To be clear, there are powerful arguments that Uber drivers meet the legal test for employment, given the company's pervasive control of their work and its economic power over them. But given the ambiguities of current law, Uber has few economic incentives to bring drivers inside the firm, making them employees, or to extend them generous wage and benefit packages. Similarly Amazon's analytics help it to keep wages low: with barcode scanners tracking pickers' and packers' efficiency, the company does not have to pay workers as well to keep them motivated.

Finally, extensive data about market structures and consumer demand can enable firms to exert power over their suppliers or contractual partners, driving down costs--and therefore wages and conditions--through their supply chains. Walmart has long leveraged its unparalleled market data to estimate the lowest possible price suppliers will accept for goods, putting downward pressure on their profits and their workers' wages. Amazon does the same today, and franchisors such as McDonald's set prices and detailed product specifications for their franchisees.

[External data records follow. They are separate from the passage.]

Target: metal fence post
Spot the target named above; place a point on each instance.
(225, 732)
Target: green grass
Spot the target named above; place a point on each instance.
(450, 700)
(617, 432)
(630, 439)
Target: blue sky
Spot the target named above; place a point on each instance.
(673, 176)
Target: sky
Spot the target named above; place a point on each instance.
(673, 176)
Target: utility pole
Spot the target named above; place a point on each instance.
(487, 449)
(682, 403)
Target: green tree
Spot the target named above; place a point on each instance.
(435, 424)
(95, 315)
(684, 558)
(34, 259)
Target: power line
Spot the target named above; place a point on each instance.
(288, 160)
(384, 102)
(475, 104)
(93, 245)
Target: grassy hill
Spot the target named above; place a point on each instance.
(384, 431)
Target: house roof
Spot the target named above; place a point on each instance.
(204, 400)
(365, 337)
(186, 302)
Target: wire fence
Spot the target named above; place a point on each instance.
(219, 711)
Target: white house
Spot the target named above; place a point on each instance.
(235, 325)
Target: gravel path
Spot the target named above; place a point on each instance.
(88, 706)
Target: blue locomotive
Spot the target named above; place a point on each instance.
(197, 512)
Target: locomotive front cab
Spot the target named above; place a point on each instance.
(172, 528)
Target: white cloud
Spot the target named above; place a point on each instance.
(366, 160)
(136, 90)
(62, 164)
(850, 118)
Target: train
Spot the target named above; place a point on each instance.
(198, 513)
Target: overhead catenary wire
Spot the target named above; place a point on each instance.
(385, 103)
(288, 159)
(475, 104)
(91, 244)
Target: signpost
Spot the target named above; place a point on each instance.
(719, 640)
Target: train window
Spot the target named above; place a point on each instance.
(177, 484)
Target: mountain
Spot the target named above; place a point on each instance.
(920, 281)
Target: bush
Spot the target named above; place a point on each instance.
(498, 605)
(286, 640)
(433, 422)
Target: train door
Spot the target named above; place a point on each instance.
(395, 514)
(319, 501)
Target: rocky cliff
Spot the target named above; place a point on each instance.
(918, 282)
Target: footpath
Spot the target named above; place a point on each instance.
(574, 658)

Many firms today have substituted algorithmic scheduling for middle-managers' local knowledge, using data on past sales, local events, and even weather forecasts to schedule work shifts. A Starbucks employee, for example, has little schedule predictability since she is at the mercy of the algorithm, and a McDonald's worker can be sent home early if computers say sales are slow. This push to limit labor costs through finely tuned scheduling practices also alters workplace norms, since workers cannot appeal to a computer's emotions in asking for more or less time, a raise, or a slower pace of work. The net effect of all of this is that power in our labor and product markets is increasingly concentrated in a few hands.

Crucially such management techniques and new production strategies are often more efficient than the status quo. Amazon has undeniably lowered prices for goods through its use of automation. Similarly a recent MIT study calculated that just three thousand multi-passenger cabs using a version of Uber's algorithm could serve Manhattan's need for taxis. The potential benefits here are staggering, especially if coupled with a modern mass transit system: shorter commutes, less car ownership, less pollution, and more urban space.

But the line between innovation and exploitation is far from clear. While some workers will thrive as their unique skills and talents are rewarded by new technologies, many others will have less autonomy, less generous wages, less time for social connection, and unpredictable schedules.

And the point of an economy is to create wealth more efficiently, not to maximize labor.